Bloomberg and Thomson Reuters have released their respective global M&A league tables for 2011.
According to the Bloomberg analysis, Allens Arthur Robinson ($US45.3 billion), Freehills ($US36.3 billion), Mallesons Stephen Jaques ($US33.8 billion), Clayton Utz ($US33.5 billion) and Simpson, Thatcher & Bartlett LLP ($US33.3 billion) were the top five firms acting on announced deals in Australia and New Zealand by value.
By deal count, Minter Ellison, with 93 deals, led an all top-tier top five that included Freehills (62), Mallesons (57), Allens (55) and Clayton Utz (55).
The Thomson Reuters table also painted a picture of top-tier domination.
Its survey, which includes announced and completed deals, found that Freehills emerged as the leading firm by value for completed deals ($US63.5 billion), ahead of Clayton Utz ($US57.3 billion), Allens ($US50.9 billion), Blake Dawson ($US49.3 billion) and Mallesons ($US46.6 billion).
While Mallesons remained in the top five, it fell from 2010’s ranking of number two for completed deals to number five this year.
Speaking to Lawyers Weekly, David Friedlander, a senior M&A and capital markets partner at Mallesons, said his firm’s merger with King & Wood would increase its competitiveness in the Australian M&A market in 2012.
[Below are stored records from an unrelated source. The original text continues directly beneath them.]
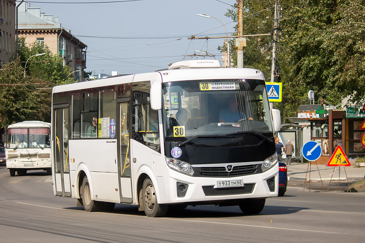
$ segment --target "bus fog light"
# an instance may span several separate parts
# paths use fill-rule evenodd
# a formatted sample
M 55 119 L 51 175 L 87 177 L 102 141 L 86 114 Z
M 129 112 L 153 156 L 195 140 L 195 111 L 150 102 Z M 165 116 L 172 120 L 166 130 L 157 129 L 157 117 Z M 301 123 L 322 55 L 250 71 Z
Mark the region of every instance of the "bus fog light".
M 172 158 L 166 157 L 166 163 L 171 169 L 189 176 L 194 175 L 194 170 L 188 163 Z
M 262 171 L 265 171 L 271 168 L 277 163 L 277 156 L 276 153 L 272 155 L 264 161 L 262 163 Z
“There is no question that the way Asian clients operate is very different. We have all been learning that in recent years with cross-border deals, and now the firm will need to learn that faster, because we will see more of that inflow of work,” he said. “The offering is an Asian solution, so that is the key difference; to be able to offer an Asian solution to clients from Australia and, particularly, offshore.”
The leading firms in the Thomson tables in 2011 also featured prominently in the tables for 2010 - a year in which Allens pipped Mallesons and Freehills for completed deals.
Despite the top tier remaining at the top of the M&A tree, the status quo is being challenged.
After its first full year in Australia, Allen & Overy, which acted on the largest Australian M&A deal in 2011 (the $US12.3 billion sale of Foster’s to SAB Miller), moved from 36th in 2011 to ninth in the Thomson Reuters table on completed deals. Other significant movers included Johnson Winter & Slattery (38th to 11th) and Clifford Chance (42nd to 22nd).
“Our deliberate and long-established business model, involving senior lawyer expertise and availability, is now widely recognised as a genuine alternative to the high-leverage firms for larger or more complex public markets deals,” said John Keeves, the JWS head of transaction and advisory practice.
Chapman Tripp was the leading New Zealand firm, ranked 19th.
The bear is out of the woods
The M&A tables painted a gloomy outlook for the domestic market in 2012.
According to Bloomberg, deal volume in Q4 plunged by more than 42 per cent when compared to Q4 2010.
In the Bloomberg analysis, the Asia-Pacific region accounted for 22 per cent of the total deal volume of $US2.27 trillion, which was a slight increase on $US2.19 trillion from 2010.
The similarities between 2010 and 2011 were largely due to a buoyant first half of last year, with Q4 2011 being the weakest quarter, with a 29 per cent global decrease on Q4 2010.
Thomson Reuters showed a calendar year increase of M&A activity of 7 per cent in 2011, with a 24 per cent decrease across the second half of last year.
Despite the poor end to 2011, Friedlander remains hopeful that the M&A market will turn around.
“I was pretty pessimistic in early December, and I wouldn’t say that I am optimistic about 2012, but there are definitely more optimistic signs,” he said.
Friedlander said he had received around half a dozen approaches from private equity houses about investing in the Australian market this year, and that had given some buoyancy to the market.
Private equity firms were the strongest acquisitive group in the Bloomberg analysis.
While there are some tentative signs that the Australian M&A market might not slip as deeply into the funk that has caught much of the western world’s economies, the current climate that sees both a bearish capital market and a depressed M&A market means law firms have to re-think strategy.
“There is pressure on fees, and it is definitely pressure that hasn’t been there for a period of time,” said Friedlander. “What has been fascinating is the extent to which the global law firms have been discounting to get the volume [of work].”
“With some exceptions, they don’t have the expertise or depth for some of these transactions, so that has had no impact, but for the more vanilla work, it has had an impact.”